Although there are alternatives to Adobe Reader, none of them is good enough to gain significant market share. And Adobe does everything it can to make competing with it more difficult. So a key piece of software used by a large majority of computer users is bloated beyond belief and so riddled with vulnerabilities that it seems there's a new every day. It sucks, but it's hardly surprising.
On the web, as in politics, we get what we deserve - or, in this case, we get what other web users deserve, because they vastly outnumber us.
'The Economy' is a giant Ponzi scheme whose most pitiable suckers are the youngest among us and the yet-unborn.
If you're wondering "How can this happen?", all you need to do is look at the credits of Acrobat Reader. Notice that many of the names are quite clearly Indian. Then it all makes sense.

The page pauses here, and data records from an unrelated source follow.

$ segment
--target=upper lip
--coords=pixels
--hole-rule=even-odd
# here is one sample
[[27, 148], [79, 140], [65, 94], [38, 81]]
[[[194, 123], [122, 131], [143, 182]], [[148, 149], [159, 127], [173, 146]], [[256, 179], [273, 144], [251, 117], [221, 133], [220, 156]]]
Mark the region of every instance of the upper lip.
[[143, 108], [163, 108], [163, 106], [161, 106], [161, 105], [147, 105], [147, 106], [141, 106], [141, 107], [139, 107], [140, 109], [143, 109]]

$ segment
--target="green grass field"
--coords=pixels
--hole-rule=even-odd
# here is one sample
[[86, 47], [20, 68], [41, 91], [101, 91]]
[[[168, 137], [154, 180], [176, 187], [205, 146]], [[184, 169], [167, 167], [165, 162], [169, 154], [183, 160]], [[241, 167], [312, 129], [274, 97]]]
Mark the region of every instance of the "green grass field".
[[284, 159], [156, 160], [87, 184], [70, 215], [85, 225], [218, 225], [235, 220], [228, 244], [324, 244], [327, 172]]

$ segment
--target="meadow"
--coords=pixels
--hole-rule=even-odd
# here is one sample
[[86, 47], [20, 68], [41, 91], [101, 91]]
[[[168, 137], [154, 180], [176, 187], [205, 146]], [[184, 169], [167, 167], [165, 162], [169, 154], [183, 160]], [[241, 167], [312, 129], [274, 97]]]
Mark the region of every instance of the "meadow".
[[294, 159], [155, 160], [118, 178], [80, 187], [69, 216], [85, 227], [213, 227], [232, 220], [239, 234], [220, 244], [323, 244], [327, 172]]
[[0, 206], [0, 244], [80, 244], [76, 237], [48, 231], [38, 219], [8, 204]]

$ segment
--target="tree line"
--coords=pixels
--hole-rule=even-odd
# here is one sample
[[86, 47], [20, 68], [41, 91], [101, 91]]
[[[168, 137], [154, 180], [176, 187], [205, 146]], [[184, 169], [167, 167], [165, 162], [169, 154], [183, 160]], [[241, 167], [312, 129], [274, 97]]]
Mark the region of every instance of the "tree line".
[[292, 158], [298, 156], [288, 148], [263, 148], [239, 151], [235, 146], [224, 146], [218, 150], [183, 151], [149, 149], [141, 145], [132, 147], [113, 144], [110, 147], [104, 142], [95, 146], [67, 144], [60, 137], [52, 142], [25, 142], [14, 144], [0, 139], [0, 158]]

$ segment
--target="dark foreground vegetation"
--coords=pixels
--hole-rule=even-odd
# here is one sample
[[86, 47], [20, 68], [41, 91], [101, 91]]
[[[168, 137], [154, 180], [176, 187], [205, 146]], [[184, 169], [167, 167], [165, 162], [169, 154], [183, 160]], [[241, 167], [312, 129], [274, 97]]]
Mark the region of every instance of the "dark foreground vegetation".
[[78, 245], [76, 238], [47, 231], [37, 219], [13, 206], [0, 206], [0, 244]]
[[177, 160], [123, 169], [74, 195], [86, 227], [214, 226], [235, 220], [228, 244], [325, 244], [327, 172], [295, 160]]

Why do we need support for 3D files, embedded file attachments, JavaScript and all that crap in a file format that was originally intended to print documents? I'm glad that there are alternativs to Adobe Reader that just support the old idea of a printable document file format and nothing more, for example Preview on OS X, for other OS see this list. The crazy thing is that Adobe Reader is promoted by a lot of companies that use PDFs to send out bills electronically, i.e. to open the attachment, you need to download Acrobat Reader. Which is not only a wrong statement, but also a suggestion to install an application that has been plagued with security faults.
It has a 4.4 MB setup file, compared to Adobe Reader's 40.5 MB, for Windows 7. Installed size is 8.4 MB, whereas Adobe Reader requires 335 MB of available disk space.

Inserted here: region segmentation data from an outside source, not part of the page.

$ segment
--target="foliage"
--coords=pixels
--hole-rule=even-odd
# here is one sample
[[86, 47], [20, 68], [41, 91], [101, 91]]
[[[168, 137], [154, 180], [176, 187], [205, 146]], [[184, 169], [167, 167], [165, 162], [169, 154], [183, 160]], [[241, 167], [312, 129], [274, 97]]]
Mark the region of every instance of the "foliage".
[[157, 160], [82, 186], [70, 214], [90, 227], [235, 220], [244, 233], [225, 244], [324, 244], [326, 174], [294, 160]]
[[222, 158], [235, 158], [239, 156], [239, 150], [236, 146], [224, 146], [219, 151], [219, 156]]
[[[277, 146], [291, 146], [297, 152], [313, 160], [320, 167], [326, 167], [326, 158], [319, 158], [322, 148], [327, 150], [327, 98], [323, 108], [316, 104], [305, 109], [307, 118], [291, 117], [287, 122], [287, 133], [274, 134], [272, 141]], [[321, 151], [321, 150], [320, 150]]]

Adobe PDF Reader - now with 10-40x the size of what's *really* needed! ***Bonus*** - Includes Critical 0 Day vulnerability, @ no extra charge!!!

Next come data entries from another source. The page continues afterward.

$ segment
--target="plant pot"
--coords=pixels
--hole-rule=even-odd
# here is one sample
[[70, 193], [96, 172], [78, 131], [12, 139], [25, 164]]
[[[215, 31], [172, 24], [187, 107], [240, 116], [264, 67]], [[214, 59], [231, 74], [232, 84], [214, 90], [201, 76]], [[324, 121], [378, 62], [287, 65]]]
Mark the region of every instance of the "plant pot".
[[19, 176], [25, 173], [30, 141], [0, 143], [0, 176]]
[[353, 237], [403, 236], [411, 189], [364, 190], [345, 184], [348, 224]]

What more could you ask for?
"...there are some things that can beat smartness and foresight. Awkwardness and stupidity can." ~ Mark Twain
> you must distinguish the difference between conforming and non-conforming implementations of PDF before comparing
Your point is valid, however, how much of that ISO standard is, itself, "ooooh, shiny"-ness which is one of the reasons why Reader has so many more possible places of failure? Before discovering better alternatives for reading PDFs under Windows, the first thing I would do to Adobe Reader was to disable scripting support inside PDF documents.
In other words, I prefer the non-conforming, because that means that (there is a chance that) the implementers might actually be ignoring stupid things which Adobe pushed into the PDF standard which shouldn't be there.